L'homme ne cite jamais ses ennemis. Pas même Abdelaziz
Bouteflika, l'ex-président algérien avec qui il entretient des relations
exécrables : « Il ne veut pas d'un Berlusconi en Algérie, m'a-t-on dit »,
glisse-t-il sans jamais le nommer.
Le « Berlusconi
algérien »
Des points communs avec le magnat italien, il en existe
plus d'un.
Comme lui, Rebrab est un patron de presse.
Le regard rivé sur sa montre clinquante, il explique être
l'un des quatre fondateurs de Liberté, l'un des principaux médias d'opposition
qui lui assure une couverture médiatique favorable.
Il est aussi impliqué dans le football, via le club de la
Jeunesse sportive de Kabylie.
« C'est mon devoir d'aider la JSK et j'en suis fier »,
dit-il devant les caméras.
« Ce club est l'emblème de la Kabylie et de la nation
algérienne », le président d'honneur du club.
Ces activités lui ont permis d'asseoir sa notoriété.
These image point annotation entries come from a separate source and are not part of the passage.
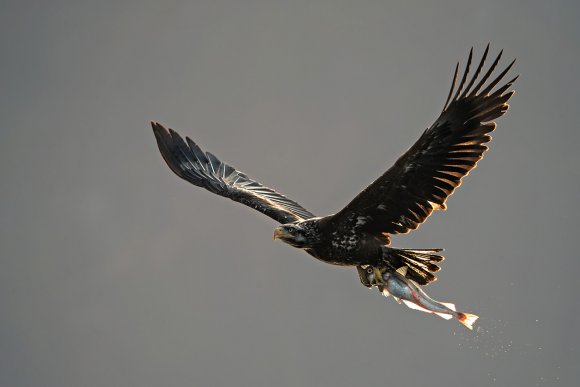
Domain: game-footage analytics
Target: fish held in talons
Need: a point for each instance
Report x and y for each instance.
(406, 290)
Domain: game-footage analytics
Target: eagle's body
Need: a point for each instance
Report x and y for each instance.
(400, 200)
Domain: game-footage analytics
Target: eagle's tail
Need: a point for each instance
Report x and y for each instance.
(421, 263)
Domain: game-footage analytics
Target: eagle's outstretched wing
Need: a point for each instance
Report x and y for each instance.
(205, 170)
(428, 173)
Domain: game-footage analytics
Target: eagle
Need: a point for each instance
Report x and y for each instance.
(398, 202)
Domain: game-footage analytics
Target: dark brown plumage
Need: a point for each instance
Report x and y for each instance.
(397, 202)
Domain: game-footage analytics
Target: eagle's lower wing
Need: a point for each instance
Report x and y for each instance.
(203, 169)
(428, 173)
Et
de conforter sa position de « victime » de Bouteflika auprès du grand public.
Car depuis plusieurs années, tous les projets d'Issad
Rebrab sont ralentis ou bloqués par le pouvoir algérien.
Ce fut le cas d'un
hub portuaire en Kabylie, où devaient être construits un complexe
pétrochimique, une centrale électrique, une usine de construction automobile,
une de sidérurgie et une de désalinisation d'eau de mer.
Le tout devait
générer 1 million d'emplois et 32 milliards de dollars de revenus à l'export,
assure l'intéressé.
Autre projet
avorté, celui de l'usine de trituration de graines oléagineuses prévu par
Cevital dans la ville de Béjaïa, à l'est d'Alger.
Quelque 100 000
emplois étaient en jeu, toujours selon Rebrab.
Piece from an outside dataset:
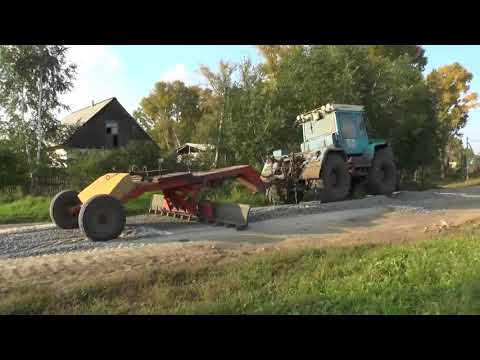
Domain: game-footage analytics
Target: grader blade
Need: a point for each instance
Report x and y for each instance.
(232, 214)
Le gouvernement ne veut pas en faire une affaire d'Etat :
pour Ahmed Ouyahia, Premier ministre jusqu'au 11 mars dernier, « les
malentendus touchent des centaines d'entreprises et ce n'est pas en les
politisant ou en organisant des marches qu'ils vont se régler ».
La main invisible
Le coup de grâce fut porté avec le retrait de la
concession Hyundai qu'Issad Rebrab détenait depuis plus de vingt ans, et que
dirigeait l'un de ses fils, Omar. Celle-ci a été confiée à un autre homme
d'affaires, l'influent Tahkout Mahieddine, grâce aux arrangements de l'ancien
ministre de l'Industrie et des Mines, Abdeslam Bouchouareb.
Selon le journaliste algérien Khaled Drareni, « celui-ci
a tout fait pour trouver une faille chez Rebrab ».
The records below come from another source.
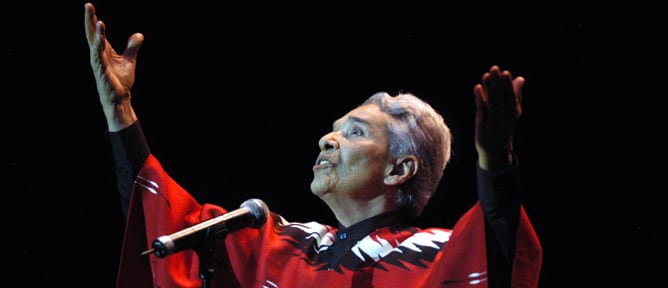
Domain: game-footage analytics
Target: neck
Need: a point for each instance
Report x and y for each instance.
(350, 211)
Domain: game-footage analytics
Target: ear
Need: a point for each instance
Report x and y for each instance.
(402, 169)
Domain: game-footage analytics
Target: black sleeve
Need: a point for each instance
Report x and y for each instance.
(499, 195)
(130, 150)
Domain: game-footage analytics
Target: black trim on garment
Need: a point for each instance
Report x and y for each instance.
(500, 199)
(129, 149)
(347, 237)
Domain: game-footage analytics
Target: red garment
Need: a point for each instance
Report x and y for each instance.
(284, 254)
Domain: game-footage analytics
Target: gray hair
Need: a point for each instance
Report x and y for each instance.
(416, 128)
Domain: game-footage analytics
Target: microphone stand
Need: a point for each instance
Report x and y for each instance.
(206, 268)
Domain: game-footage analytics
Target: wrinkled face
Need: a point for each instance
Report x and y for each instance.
(354, 157)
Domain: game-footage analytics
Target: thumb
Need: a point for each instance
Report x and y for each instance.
(134, 43)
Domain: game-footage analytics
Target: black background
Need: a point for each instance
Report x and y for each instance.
(233, 98)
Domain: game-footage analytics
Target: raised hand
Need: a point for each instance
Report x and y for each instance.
(114, 73)
(498, 107)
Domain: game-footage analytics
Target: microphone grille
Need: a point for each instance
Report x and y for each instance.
(258, 209)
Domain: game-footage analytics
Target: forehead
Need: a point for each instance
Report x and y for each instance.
(368, 115)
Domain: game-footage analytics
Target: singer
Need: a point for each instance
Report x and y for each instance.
(376, 171)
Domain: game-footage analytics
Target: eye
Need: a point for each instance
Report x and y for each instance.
(355, 131)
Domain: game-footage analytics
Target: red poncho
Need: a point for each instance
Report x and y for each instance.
(285, 254)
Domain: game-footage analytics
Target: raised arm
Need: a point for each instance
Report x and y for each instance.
(114, 73)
Au-delà du gouvernement, c'est toute une partie du
patronat qui lui fait barrage.
Publiquement, le milliardaire préfère parler d'une « main
invisible » qui retient ses projets.
À notre micro, il se fait plus disert. Ces blocages ne
seraient-ils pas le fait d'un concurrent ?
La famille Kouninef ou le clan Haddad, par exemple ?
« Vous avez tout compris », murmure-t-il.
La première est en cour au sommet de l'Etat. Son PDG,
l'influent Rédha Kouninef, serait l'un des plus proches fidèles de Saïd
Bouteflika, le frère d'Abdelaziz. Tout comme Ali Haddad - ex-chef du patronat
algérien - dont les affaires concurrencent celles de Rebrab.
Le plafond de
verre
Les entreprises algériennes se divisent ainsi en deux
catégories :
« D'une part, celles qui sont connectées au pouvoir et
entretiennent une relation de vassalité avec celui-ci.
Elles sont d'ailleurs organisées au sein du Forum des
chefs d'entreprise.
Et d'autre part, les entreprises non connectées à l'Etat,
plus indépendantes mais qui demeurent sous un plafond de verre », explique le
professeur d'économie El Mouhoub Mouhoud, auteur d'un rapport pour la Banque
mondiale sur la diversification de l'économie algérienne.
Issad Rebrab revendique son appartenance au second
groupe.
« Le pouvoir
craint que je me lance en politique. » Est-ce justifié ? « Ma seule ambition
est de contribuer au développement de l'économie de mon pays, en créant des
richesses et des emplois pour nos jeunes », élude-t-il.
Difficile, selon lui, de marquer la frontière entre
l'économie et la politique.
Pour l'un de ses proches, « ceux qui prêtent des
ambitions politiques à Monsieur Rebrab n'ont rien compris de lui.
La politique ne l'intéresse pas du tout. »
Succès étrangers
Les difficultés qu'il rencontre dans son pays contrastent
avec l'aura dont il jouit à l'étranger.
Notamment en France, où il a été reçu en grande pompe en
novembre 2018 par Emmanuel Macron à l'occasion d'un forum sur l'attractivité de
l'Hexagone.
En 2014, Rebrab avait été qualifié de « sauveur » par la
presse française après le rachat pour 200 millions d'euros du groupe
d'électroménager français Brandt, alors en redressement judiciaire.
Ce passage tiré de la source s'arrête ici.